D’un tour à l’autre le lien resserré traînait lentement sur
le sol de linoléum le corps énorme du monstre en plastique, le faisant passer
par la porte ouverte en lui cognant la tête et les jambes. La pauvre créature n’en
pouvait mais : inexorablement ramenée vers le laboratoire, elle fut
approchée par pression manuelle d’un caisson de fonte étendue sur le sol. Pressant
successivement deux boutons rouges en plastique transparent, Marie-Sol
déclencha le mécanisme de déverrouillage et d’ouverture de la boîte large de
deux mètres, profonde d’un et longue de trois : elle l’avait réservée à
certaines de ses expériences les plus hardies.

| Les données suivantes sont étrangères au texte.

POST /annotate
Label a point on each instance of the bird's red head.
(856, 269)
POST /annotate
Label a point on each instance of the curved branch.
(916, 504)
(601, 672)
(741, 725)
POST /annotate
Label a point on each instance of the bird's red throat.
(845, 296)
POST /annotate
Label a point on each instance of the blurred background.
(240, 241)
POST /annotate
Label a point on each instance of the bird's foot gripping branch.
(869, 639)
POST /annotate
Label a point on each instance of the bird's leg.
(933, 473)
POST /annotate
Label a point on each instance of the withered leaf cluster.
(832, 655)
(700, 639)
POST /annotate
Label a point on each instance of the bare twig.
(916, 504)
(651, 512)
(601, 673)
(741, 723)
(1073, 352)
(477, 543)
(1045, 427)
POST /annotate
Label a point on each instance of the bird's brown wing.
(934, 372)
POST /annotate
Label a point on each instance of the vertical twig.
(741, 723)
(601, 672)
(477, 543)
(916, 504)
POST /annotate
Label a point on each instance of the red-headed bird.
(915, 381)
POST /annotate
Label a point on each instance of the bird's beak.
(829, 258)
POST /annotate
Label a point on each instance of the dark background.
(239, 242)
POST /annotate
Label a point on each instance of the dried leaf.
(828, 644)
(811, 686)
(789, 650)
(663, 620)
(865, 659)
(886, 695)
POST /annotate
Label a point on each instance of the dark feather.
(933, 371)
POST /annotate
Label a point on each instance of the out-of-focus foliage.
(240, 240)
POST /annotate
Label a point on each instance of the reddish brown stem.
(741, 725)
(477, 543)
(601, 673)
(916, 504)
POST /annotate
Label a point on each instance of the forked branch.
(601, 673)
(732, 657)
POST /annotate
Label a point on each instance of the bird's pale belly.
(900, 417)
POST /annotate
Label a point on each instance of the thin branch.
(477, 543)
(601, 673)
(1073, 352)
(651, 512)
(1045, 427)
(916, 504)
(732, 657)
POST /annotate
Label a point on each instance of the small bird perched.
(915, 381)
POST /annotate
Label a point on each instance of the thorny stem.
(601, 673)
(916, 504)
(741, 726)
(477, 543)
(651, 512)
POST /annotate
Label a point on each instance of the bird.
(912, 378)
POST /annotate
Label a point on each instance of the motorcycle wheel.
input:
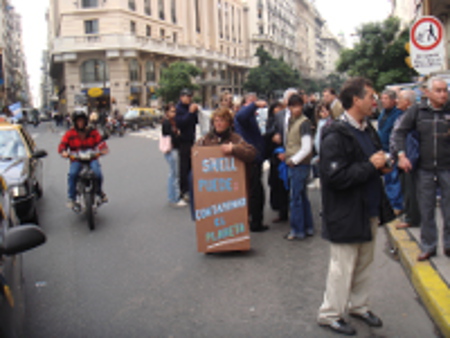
(89, 201)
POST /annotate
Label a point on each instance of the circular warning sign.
(427, 33)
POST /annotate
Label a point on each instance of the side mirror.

Poussant le corps lourd de son fils artificiel vers
l’ouverture du caisson à l’aide de la sangle tirée depuis le tambour de son cube
démiurgique, elle parvint, enfin, à en faire tomber la matière molle et
transparente. En tombant elle fit un bruit sourd, atténuée par sa nature même,
de plastique malléable. L’ingénieure détacha alors la sangle attachée au
tambour, puis fit basculer la porte vitrée du caisson, la ferma et la
verrouilla à nouveau, pressant encore un bouton rouge transparent.

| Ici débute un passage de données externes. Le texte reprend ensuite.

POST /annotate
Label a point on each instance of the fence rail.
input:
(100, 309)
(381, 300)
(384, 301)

Elle se rapprocha de la vitre : le visage de sa
créature y apparaissait. Congestionné, il marquait toujours l’état de choc dans
lequel son esquisse d’âme avait été plongée. Cependant, allongé, ce monstre reprenait
apparemment ses esprits : ses yeux retrouvaient une vivacité témoignant
d’un contrôle revenu sur lui-même – et sa poitrine de nouveau se soulevait et
s’abaissait, selon un rythme apaisé.
Pour respirer, il bénéficiait de trous sur les côtés, que
des lames pouvaient, en glissant, laisser libres ou hermétiquement closes :
Marie-Sol avait pris soin, dès le monstre installé dans sa boîte de fonte, de
les ouvrir.
Se penchant, elle le fixa, à travers la vitre. Il avait des yeux implorants, mais stupides.